[BUG]: AzureRMWebAppDeployment fails with ##[error]Error: Error Code: ERROR_CERTIFICATE_VALIDATION_FAILED

[KristofKuli]

New issue checklist

• I searched for existing GitHub issues
• I read pipeline troubleshooting guide
• I checked how to collect logs

Task name

AzureRMWebAppDeployment@4

Task version

4.229.0

Issue Description

This task fails for about two months now, as it is unable to valid the certificate in the web application. So far we have followed up the issue with Microsoft support, but they couldn't help us. Hence we want to check, if maybe you can help with this. We are using self-hosted VMSS pool, with Windows 2022 OS and we are using the GitHub Action Runner Images as baseimage.
https://github.com/actions/runner-images

The certificates set in the Azure Web App are Cloudflare ones and they are valid until 2025.
Can you please recommend some troubleshooting steps, so we could find out why this task is failing? Previously it was working fine, it started failing right after the CrowdStrike incident. We are aware that it has nothing to with this issue, but that's when this problem occurred first and still persist.

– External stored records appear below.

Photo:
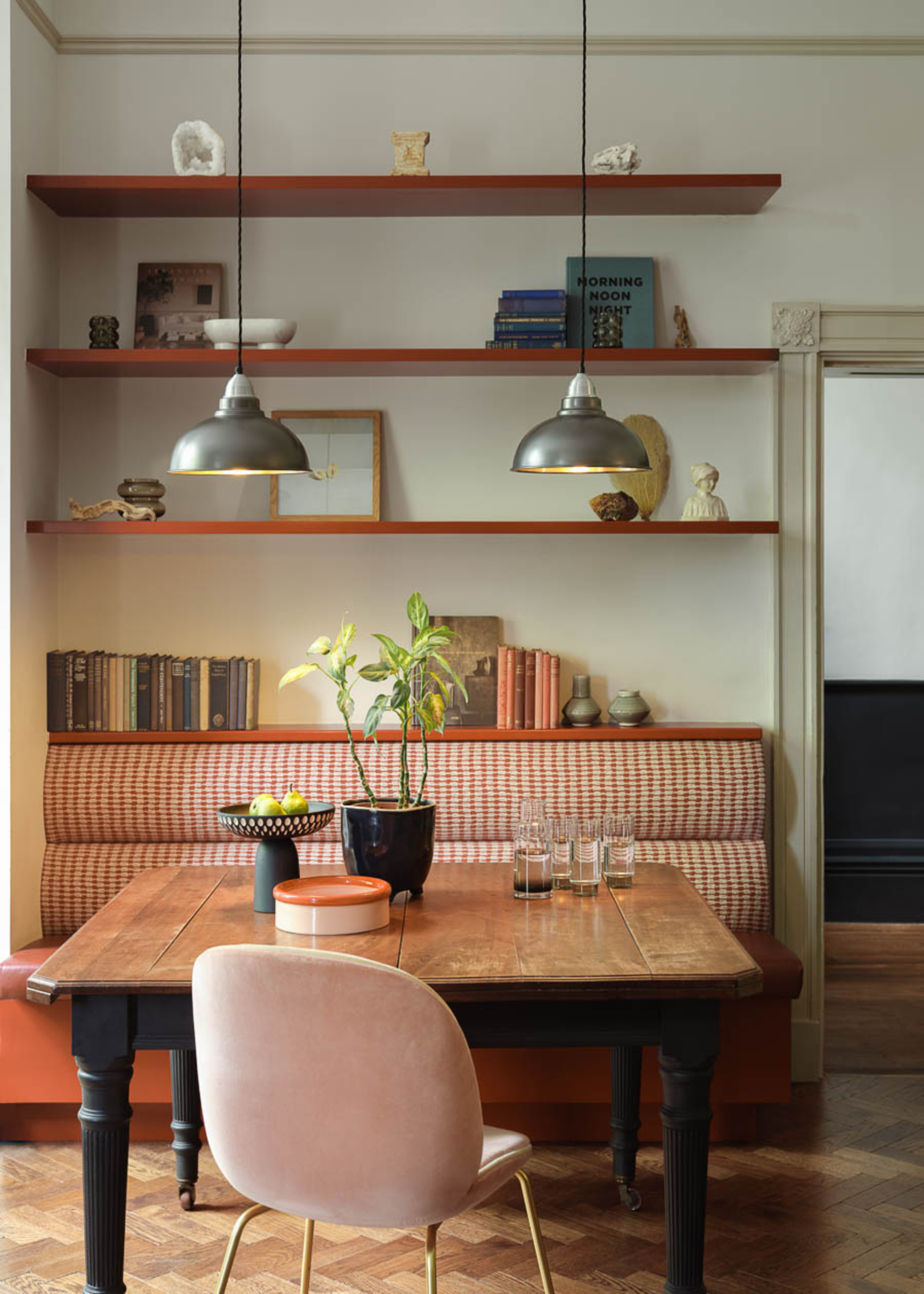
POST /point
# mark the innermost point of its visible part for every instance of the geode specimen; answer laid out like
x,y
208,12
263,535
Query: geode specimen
x,y
618,159
197,149
615,508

Note: we have an VMSS Ubuntu pool, which is using the same runner image and the issue doesn't appear there. Unfortuantely our customer can run the pipeline only on Windows pool, since they are using XML transformation.

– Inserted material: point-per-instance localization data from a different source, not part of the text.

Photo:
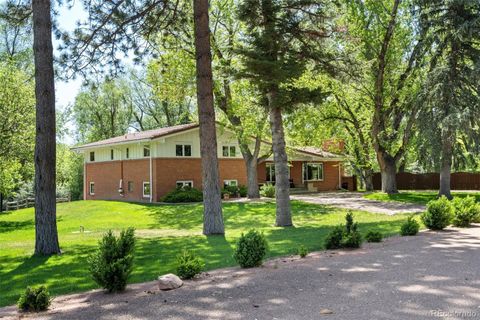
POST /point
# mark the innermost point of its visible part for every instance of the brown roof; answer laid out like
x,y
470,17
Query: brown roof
x,y
317,152
142,135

Environment type (Please select at least one enviroment where you face this issue)

• Self-Hosted
• Microsoft Hosted
• VMSS Pool
• Container

Azure DevOps Server type

dev.azure.com (formerly visualstudio.com)

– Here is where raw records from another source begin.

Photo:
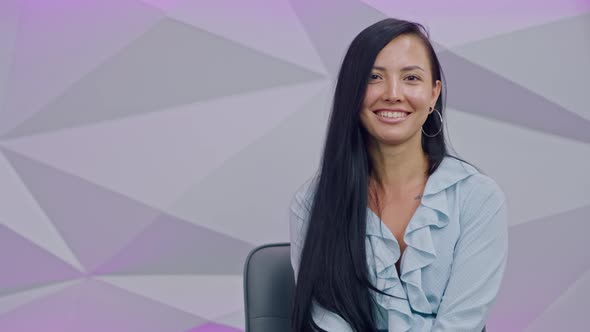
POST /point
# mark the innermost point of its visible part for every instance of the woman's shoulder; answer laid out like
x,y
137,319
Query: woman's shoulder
x,y
303,197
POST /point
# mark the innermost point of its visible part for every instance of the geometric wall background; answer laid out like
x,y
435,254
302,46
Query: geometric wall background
x,y
147,146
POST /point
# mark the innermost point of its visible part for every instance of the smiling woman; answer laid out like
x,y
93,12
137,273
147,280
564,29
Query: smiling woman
x,y
393,233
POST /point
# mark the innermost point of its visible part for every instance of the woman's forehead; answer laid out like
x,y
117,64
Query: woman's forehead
x,y
403,52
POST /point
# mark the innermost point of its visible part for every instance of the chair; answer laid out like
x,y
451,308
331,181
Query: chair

Azure DevOps Server Version (if applicable)

No response

Operation system

Windows 2022

Relevant log output

##[warning]To use a certificate in App Service, the certificate must be signed by a trusted certificate authority. If your web app gives you certificate validation errors, you're probably using a self-signed certificate and to resolve them you need to pass -allowUntrusted in additional arguments of web deploy option.
##[error]Error: Error Code: ERROR_CERTIFICATE_VALIDATION_FAILED
More Information: Connected to the remote computer ("frp-d-bucketer.scm.azurewebsites.net") using the specified process ("Web Management Service"), but could not verify the server’s certificate. If you trust the server, connect again and allow untrusted certificates. Learn more at: https://go.microsoft.com/fwlink/?LinkId=221672#ERROR_CERTIFICATE_VALIDATION_FAILED.
Error: The underlying connection was closed: Could not establish trust relationship for the SSL/TLS secure channel.
Error: The remote certificate is invalid according to the validation procedure.
Error count: 1.

Full task logs with system.debug enabled

 Starting: AzureRmWebAppDeployment
==============================================================================
Task         : Azure App Service deploy
Description  : Deploy to Azure App Service a web, mobile, or API app using Docker, Java, .NET, .NET Core, Node.js, PHP, Python, or Ruby
Version      : 4.229.0
Author       : Microsoft Corporation
Help         : https://aka.ms/azureappservicetroubleshooting
==============================================================================
Got service connection details for Azure App Service:'frp-d-bucketer'
C:\a\_tasks\AzureRmWebAppDeployment_497d490f-eea7-4f2b-ab94-48d9c1acdcb1\4.229.0\node_modules\azure-pipelines-tasks-webdeployment-common\7zip\7zip\7z.exe x -oC:\a\_temp\temp_web_package_28715415481665096 C:\a\1\a\Bucketer.zip
7-Zip [64] 16.00 : Copyright (c) 1999-2016 Igor Pavlov : 2016-05-10
Scanning the drive for archives:

1 file, 28710087 bytes (28 MiB)
Extracting archive: C:\a\1\a\Bucketer.zip
Path = C:\a\1\a\Bucketer.zip

Type = zip

Physical Size = 28710087
Everything is Ok
Folders: 157

Files: 1081

Size:       88551475

Compressed: 28710087

ConnectionString attributes in Web.config is parameterized by default. Note that the transformation has no effect on connectionString attributes as the value is overridden during deployment by 'Parameters.xml or 'SetParameters.xml' files. You can disable the auto-parameterization by setting /p:AutoParameterizationWebConfigConnectionStrings=False during MSBuild package generation.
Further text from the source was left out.